The official added that two injured attackers were arrested, along with eight other people with suspected links to insurgents.
Tribal fighters linked to the Taliban briefly took control of Miranshah in the first week of March – during a visit to Islamabad by US President George Bush – in revenge for an earlier raid on a suspected al-Qaeda training camp.
Fierce clashes erupted when Pakistani forces tried to retake the the town, leaving around 170 rebels and five soldiers dead and forcing thousands of civilians to flee the area.
Musharraf warning
Musharraf late on Thursday promised a crackdown on foreign fighters, amidst tensions between Afghanistan and Pakistan over allegations that Islamabad was failing to tackle Islamic rebels launching cross-border raids from its territory.
“We will never tolerate foreign terrorists and extremists” hiding in the tribal region, Musharraf told a rally in the eastern city of Lahore.
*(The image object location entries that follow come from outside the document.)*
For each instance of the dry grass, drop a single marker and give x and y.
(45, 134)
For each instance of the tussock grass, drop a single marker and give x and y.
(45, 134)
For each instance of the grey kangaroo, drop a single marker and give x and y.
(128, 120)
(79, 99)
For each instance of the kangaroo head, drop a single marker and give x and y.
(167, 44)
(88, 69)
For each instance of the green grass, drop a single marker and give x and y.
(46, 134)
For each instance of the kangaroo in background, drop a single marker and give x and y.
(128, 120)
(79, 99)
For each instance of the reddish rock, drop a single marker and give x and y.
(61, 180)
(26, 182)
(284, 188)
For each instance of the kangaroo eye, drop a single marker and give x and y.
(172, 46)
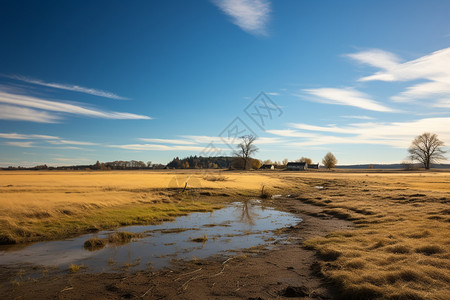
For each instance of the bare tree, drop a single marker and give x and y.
(246, 148)
(427, 149)
(329, 160)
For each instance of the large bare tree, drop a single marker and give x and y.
(427, 149)
(246, 148)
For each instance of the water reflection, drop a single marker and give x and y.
(240, 225)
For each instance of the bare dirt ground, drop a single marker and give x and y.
(286, 271)
(369, 235)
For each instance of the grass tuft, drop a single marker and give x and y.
(94, 244)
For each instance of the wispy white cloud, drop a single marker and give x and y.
(444, 103)
(41, 107)
(251, 16)
(40, 141)
(395, 134)
(67, 142)
(157, 147)
(358, 117)
(376, 58)
(15, 113)
(69, 87)
(347, 96)
(291, 133)
(20, 144)
(18, 136)
(168, 141)
(433, 69)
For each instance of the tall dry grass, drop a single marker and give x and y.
(48, 205)
(400, 248)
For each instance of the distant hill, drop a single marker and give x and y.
(388, 166)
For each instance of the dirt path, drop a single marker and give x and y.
(285, 271)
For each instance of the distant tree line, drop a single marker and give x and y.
(200, 162)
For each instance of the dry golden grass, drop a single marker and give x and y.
(400, 248)
(48, 205)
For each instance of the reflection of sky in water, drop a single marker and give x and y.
(238, 226)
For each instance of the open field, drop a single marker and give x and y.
(48, 205)
(399, 247)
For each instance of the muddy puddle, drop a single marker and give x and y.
(197, 235)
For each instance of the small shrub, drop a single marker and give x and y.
(123, 237)
(215, 178)
(429, 249)
(399, 249)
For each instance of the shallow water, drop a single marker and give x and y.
(238, 226)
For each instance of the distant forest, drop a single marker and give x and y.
(191, 162)
(200, 162)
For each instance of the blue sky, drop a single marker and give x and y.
(150, 80)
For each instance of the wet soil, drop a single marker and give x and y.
(285, 271)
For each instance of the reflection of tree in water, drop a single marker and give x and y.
(246, 216)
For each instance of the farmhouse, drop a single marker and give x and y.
(301, 166)
(297, 166)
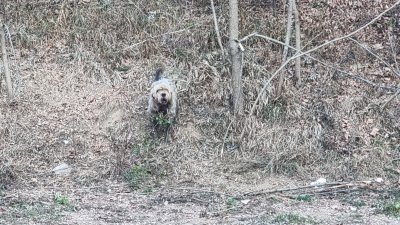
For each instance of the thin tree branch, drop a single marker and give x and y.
(376, 56)
(289, 25)
(5, 61)
(216, 26)
(390, 99)
(314, 49)
(298, 41)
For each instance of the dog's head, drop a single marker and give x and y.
(162, 95)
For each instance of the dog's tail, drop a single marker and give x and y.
(158, 75)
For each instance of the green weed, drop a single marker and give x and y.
(293, 219)
(231, 204)
(304, 198)
(392, 209)
(136, 176)
(61, 200)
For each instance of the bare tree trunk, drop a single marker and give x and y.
(236, 58)
(298, 42)
(5, 60)
(289, 25)
(216, 26)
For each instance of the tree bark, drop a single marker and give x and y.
(216, 27)
(236, 58)
(5, 60)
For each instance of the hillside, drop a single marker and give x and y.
(82, 70)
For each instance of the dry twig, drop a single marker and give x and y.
(376, 56)
(312, 50)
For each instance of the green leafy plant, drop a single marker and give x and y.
(162, 120)
(392, 209)
(304, 198)
(135, 176)
(293, 219)
(61, 200)
(231, 204)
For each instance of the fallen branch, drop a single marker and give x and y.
(312, 50)
(322, 188)
(390, 99)
(263, 192)
(376, 56)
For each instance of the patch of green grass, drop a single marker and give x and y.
(147, 190)
(392, 208)
(136, 176)
(61, 200)
(34, 212)
(304, 198)
(231, 204)
(274, 111)
(355, 202)
(290, 218)
(162, 120)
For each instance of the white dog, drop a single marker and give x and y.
(163, 98)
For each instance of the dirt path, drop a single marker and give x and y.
(115, 203)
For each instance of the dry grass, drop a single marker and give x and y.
(87, 65)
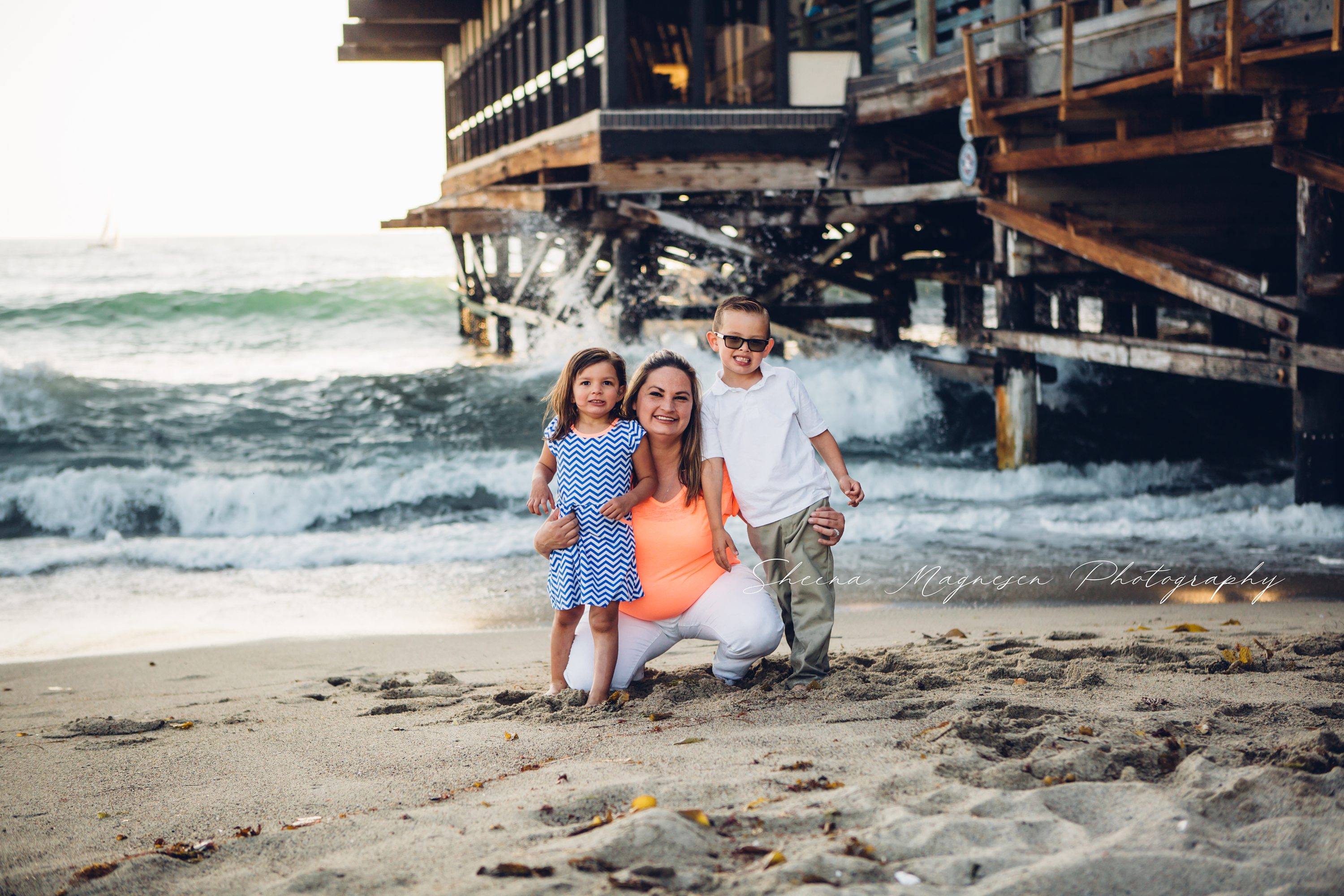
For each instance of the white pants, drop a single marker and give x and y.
(736, 610)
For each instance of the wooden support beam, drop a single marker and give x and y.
(972, 72)
(1252, 134)
(1143, 268)
(1233, 46)
(926, 26)
(1202, 268)
(1319, 396)
(1320, 358)
(1180, 70)
(932, 193)
(1015, 410)
(1150, 355)
(1066, 60)
(1327, 172)
(685, 226)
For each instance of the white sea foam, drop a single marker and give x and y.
(93, 500)
(893, 481)
(496, 535)
(1233, 515)
(26, 398)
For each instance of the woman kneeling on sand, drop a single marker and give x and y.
(686, 593)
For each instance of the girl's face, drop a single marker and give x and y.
(597, 393)
(664, 405)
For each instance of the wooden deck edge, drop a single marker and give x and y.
(572, 143)
(1143, 268)
(1150, 355)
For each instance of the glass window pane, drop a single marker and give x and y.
(740, 53)
(659, 54)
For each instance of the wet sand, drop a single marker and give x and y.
(1054, 750)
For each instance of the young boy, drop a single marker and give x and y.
(758, 421)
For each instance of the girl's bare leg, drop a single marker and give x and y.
(603, 621)
(562, 638)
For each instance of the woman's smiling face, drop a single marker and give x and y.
(664, 404)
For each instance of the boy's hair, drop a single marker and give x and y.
(689, 464)
(740, 304)
(560, 401)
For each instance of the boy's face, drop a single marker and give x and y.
(742, 361)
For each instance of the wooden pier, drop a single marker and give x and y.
(1154, 186)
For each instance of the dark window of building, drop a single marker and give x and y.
(659, 53)
(740, 53)
(824, 25)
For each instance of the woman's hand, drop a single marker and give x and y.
(541, 499)
(828, 523)
(722, 544)
(617, 508)
(557, 532)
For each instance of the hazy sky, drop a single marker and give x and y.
(201, 117)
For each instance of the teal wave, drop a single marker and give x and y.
(357, 300)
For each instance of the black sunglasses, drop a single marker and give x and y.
(736, 342)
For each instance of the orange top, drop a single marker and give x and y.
(674, 554)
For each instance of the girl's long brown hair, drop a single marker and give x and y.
(561, 398)
(690, 460)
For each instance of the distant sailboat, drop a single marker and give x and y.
(111, 237)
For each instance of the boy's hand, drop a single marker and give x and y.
(616, 509)
(722, 544)
(541, 500)
(851, 489)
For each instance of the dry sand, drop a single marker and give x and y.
(1051, 751)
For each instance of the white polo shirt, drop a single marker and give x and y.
(762, 435)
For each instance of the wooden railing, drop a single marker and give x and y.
(1228, 70)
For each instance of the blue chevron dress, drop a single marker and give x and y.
(592, 470)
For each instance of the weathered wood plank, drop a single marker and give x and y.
(937, 191)
(1303, 163)
(566, 146)
(1253, 134)
(346, 53)
(1150, 355)
(400, 34)
(718, 172)
(507, 201)
(908, 101)
(1143, 268)
(974, 374)
(1207, 269)
(416, 10)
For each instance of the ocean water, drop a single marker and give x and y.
(218, 440)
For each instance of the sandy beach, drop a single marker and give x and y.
(1053, 750)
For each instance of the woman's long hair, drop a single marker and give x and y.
(690, 461)
(561, 398)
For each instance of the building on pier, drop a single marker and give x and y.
(1150, 185)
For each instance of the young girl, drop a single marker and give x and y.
(590, 452)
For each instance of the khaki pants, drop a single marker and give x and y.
(789, 550)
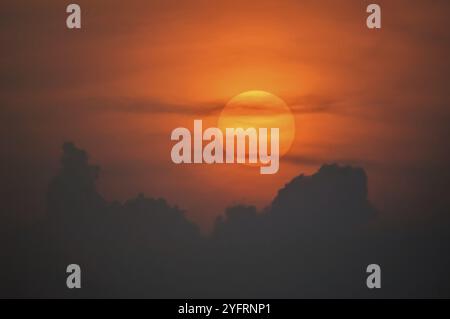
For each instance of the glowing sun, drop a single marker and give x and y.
(260, 109)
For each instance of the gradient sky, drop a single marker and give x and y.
(138, 69)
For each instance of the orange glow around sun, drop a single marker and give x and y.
(260, 109)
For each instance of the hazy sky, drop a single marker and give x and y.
(138, 69)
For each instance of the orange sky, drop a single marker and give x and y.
(139, 69)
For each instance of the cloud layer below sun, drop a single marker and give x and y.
(138, 69)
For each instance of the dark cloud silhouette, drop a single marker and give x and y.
(314, 240)
(152, 106)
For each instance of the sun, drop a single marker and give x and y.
(260, 109)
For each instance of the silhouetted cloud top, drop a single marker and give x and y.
(312, 241)
(334, 195)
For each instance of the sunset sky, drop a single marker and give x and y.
(138, 69)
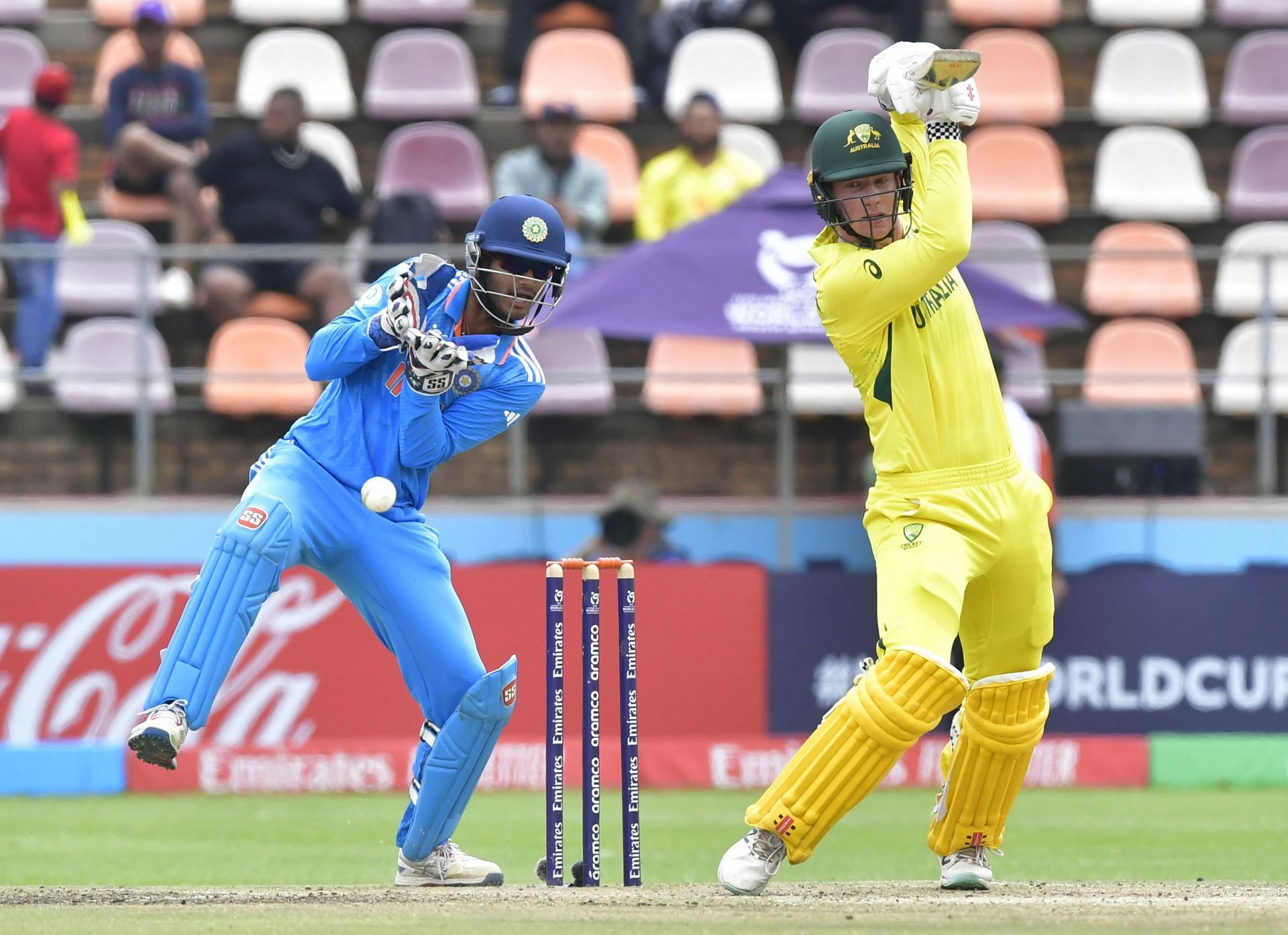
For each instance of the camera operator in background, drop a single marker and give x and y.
(633, 526)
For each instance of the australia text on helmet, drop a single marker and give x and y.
(64, 680)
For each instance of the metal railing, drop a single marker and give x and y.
(774, 380)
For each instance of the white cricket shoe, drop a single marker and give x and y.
(159, 736)
(746, 869)
(447, 866)
(965, 870)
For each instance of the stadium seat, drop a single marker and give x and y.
(459, 183)
(1257, 172)
(21, 57)
(1152, 173)
(1163, 284)
(415, 11)
(312, 12)
(1240, 274)
(1150, 76)
(116, 15)
(736, 66)
(1240, 371)
(256, 366)
(417, 74)
(1252, 13)
(8, 378)
(1032, 15)
(1014, 254)
(1022, 82)
(335, 147)
(99, 366)
(121, 50)
(755, 144)
(307, 60)
(693, 376)
(616, 154)
(1177, 15)
(21, 12)
(1140, 362)
(1256, 80)
(833, 75)
(820, 384)
(584, 67)
(1016, 174)
(102, 276)
(579, 380)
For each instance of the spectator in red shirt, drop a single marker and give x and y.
(42, 160)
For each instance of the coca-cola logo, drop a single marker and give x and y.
(88, 677)
(252, 518)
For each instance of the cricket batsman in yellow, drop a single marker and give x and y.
(957, 526)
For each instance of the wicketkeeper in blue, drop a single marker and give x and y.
(429, 362)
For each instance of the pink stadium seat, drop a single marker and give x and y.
(458, 182)
(1256, 80)
(833, 74)
(1022, 82)
(1140, 362)
(1165, 284)
(418, 74)
(692, 376)
(1016, 174)
(1257, 172)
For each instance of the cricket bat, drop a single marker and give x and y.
(946, 67)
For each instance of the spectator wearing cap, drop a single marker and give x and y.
(42, 160)
(549, 169)
(696, 179)
(272, 190)
(158, 119)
“These foreign militants are indulging in acts of terrorism not only in Pakistan but elsewhere in the world also,” he said. “I warn them to leave Pakistan, failing which we will eliminate them.”
“These foreign militants are indulging in acts of terrorism not only in Pakistan but elsewhere in the world also” Pervez Musharraf, |
Military and security sources have said that so-called Pakistani Taliban are in control of parts of the tribal zones, where they have set up a virtual state within a state governed by a strict interpretation of Sharia law.
But Pakistani officials say reports that the Taliban have taken over the local administration are “totally wrong and baseless”.
Pakistani authorities last week also ordered thousands of Afghans living in these tribal areas to go back to their native country.
Meanwhile Pakistan on Thursday lodged a “strong protest” with Afghanistan over the killing by Afghan troops this week of 16 people who it says were civilians heading to a festival.
Kabul says it is investigating the incident, which happened across the border from Pakistan‘s southwestern province of Baluchistan, but an Afghan army officer has said the dead men were Taliban rebels.